Even though Percy encouraged Mary to write Frankenstein and she considered him her equal, her “intellectual soulmate,” this doesn’t mean their relationship was without turbulence. They shared ideas on “Free Love” and considered marriage a form of slavery to both the husband and wife. Following this philosophy, Percy had several infidelities in his life. One, specifically with Mary’s stepsister, Claire Clairmont. This caused Mary significant distress.
In Maggie Gyllenhaal’s The Bride!, that distress is fueled by Jessie Buckley’s portrayal of Mary Shelley’s spirit. A spirit that seems to exist in some sort of afterlife limbo. She speaks directly to the audience, not only about her anger with Percy, but also about how she plans to possess a woman named Ida (Jessie Buckley). Through her possession, she’ll tell a new story, a story filled with feminist rage.

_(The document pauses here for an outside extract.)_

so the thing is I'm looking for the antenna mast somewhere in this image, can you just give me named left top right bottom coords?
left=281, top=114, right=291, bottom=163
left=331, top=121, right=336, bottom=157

Ida is soon killed, and is brought back to life by Frankenstein’s Monster, A.K.A. Frank (Christian Bale) himself, with the help of a mad scientist, Dr. Cornelia Euphronius (Annette Bening). A few things go wrong (specifically, a murder by Frank), and the couple is on the run from the law. They’re hunted down by two detectives, Jake Wiles (Peter Sarsgaard) and Myrna Malloy (Penelope Cruz). Ida and Frank will soon inspire a feminist movement across the United States in their year of 1936.
This is a horror movie, and it does have a certain mood. It is dark and contemplative. But what exactly it is actually contemplating is hard to decipher. The problem comes from the fact that the script seems to be attempting to tell several stories at once. And while these stories are linked story-line-wise, they feel highly disparate due to them rubbing up against each other stylistically. The film struggles to find an identity beyond just yelling at the patriarchal machine that underlies society.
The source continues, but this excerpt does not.